Q1: Discoveries made by AI have been transitioned from "what is" to consulting dialogue type where, for example, instead of looking for "software development" generic services, someone may say to AI: "I need help building a secure banking application when my staff is limited in number." If your information does not contain specific direct response to the 'how do I do this' question, your business will not be found - it'll be invisible. Successful companies will produce reliable, stepwise assistance to the solutions to problems facing their clients and AI models refer their content as being THE source of all knowledge for their business challenge. Q2: Volume of cold outreach has levelled off with diminishing returns. Last 12 months has seen engagement return to low because of saturation of market from automated repetitive outreach that has no real value to recipients. On the contrary, very effective have been technical playbooks that give better insight to solve specific issues with various product designs. The biggest surprise has been how strong the marketplace's rejection of anything that appears mass produced in nature has been as a result of high quality produced content being successful.
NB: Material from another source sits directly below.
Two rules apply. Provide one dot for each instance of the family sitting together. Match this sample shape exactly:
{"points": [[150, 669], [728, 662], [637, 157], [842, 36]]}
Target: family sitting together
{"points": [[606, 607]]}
Q3: Quit chasing problem solving solutions through algorithm changes. In 2026 findability will no longer occur using piece of content because the piece of content must meet a very specific requirement of providing the best known answer for that specific business/Niche. This means to document processes performed at each step; to share unique failure of past performance from various projects; to build a library showing proprietary and unique insight material that AI tools will have no alternative but to reference that material due to lack of anything existing from a comparable value perspective. Ultimately, ability to be visible will come from providing greater value then creating more sound. It is easy to feel the pressure of keeping up with every new technology offered via the internet and yet the only way the ability to remain focused on providing your customers with an actual measurable value will be the only way to contest with all the activity currently occurring on the internet.